Neonchameleon
Legend
Good post. (Couldn't XP, sorry.)
But I don't think it's particularly mysterious to understand where these distinctions arise. In games where the players either don't have or don't exert much system mastery, or the DM uses a strong hand in creating encounters to emphasize spotlight balance, LFQW simply isn't going to arise as a perceivable issue. And that playstyle often overlaps with your 3rd rail, where players have internalized non-balance as being part and parcel of the class definition.
In my 3.X/now PF group, one player often fondly refers back to his monk with the comment "I liked that guy. Boy, did he suck." It's pretty much a table meme at this point that monks are awful. But it's just assumed that sucking is part of the reason you choose a monk. Not because of the greater difficulty, but sometimes it's just funny to play a bad character.

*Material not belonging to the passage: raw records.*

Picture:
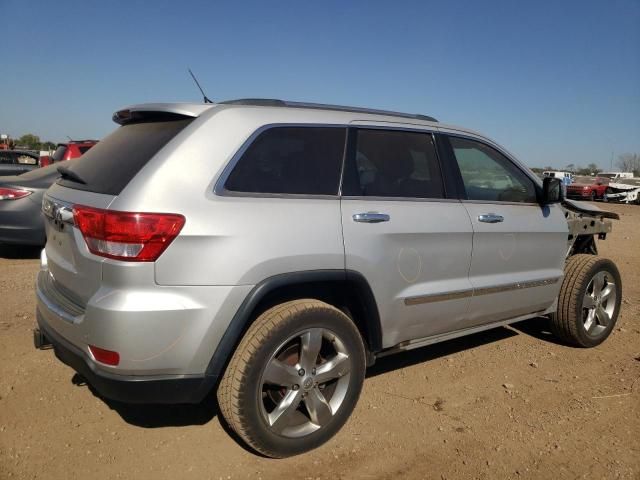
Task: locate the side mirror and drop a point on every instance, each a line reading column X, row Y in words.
column 552, row 191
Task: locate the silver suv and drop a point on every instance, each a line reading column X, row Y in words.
column 272, row 250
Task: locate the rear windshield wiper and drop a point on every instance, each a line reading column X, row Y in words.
column 70, row 175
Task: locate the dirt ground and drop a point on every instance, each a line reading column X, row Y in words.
column 508, row 403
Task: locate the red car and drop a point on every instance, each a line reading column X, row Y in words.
column 67, row 151
column 588, row 188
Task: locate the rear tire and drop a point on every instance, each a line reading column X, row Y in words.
column 294, row 379
column 589, row 301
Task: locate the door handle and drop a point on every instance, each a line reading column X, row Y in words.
column 490, row 218
column 371, row 217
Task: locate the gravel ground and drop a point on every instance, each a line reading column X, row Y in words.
column 508, row 403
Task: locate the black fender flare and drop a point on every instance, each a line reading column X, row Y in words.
column 242, row 318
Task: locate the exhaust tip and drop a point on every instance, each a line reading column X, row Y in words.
column 40, row 340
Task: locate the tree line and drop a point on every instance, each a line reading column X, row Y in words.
column 627, row 162
column 29, row 141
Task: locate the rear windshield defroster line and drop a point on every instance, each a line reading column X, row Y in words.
column 110, row 165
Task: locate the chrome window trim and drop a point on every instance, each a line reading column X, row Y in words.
column 476, row 292
column 401, row 199
column 497, row 202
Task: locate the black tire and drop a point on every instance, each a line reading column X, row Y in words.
column 583, row 308
column 273, row 339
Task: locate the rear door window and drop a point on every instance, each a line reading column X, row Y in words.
column 392, row 163
column 113, row 162
column 490, row 176
column 291, row 160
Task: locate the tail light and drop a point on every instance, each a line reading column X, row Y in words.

On the flip side, in our high level game, the 19th level witch (an alternate wizard) cohort of one of the characters singlehandedly won a combat against
multiple balors by using Time Stop. The table reaction? "What are you going to do? It's Time Stop, that's just what it does." Again, its overpowered nature is just assumed to be part and parcel of the spell definition, and by extrapolation, high level wizards are just better.
Do I like this particular approach? Not really. But I've become sensitive to just how ingrained certain expectations of the D&D experience are to a wide swath of gamers. My enjoyment of constant evolution and new concepts often leads me to be the odd man out in my play group's preferences.
The problem I have with this approach is that the game seems to me to be fundamentally dishonest about it. If the game were to say up front "The monk sucks. Do not play a monk unless you want to suck." I would have far fewer problems. But there is no guidance given this way - were D&D to use the guidelines of Ars Magica I'd have far fewer complaints.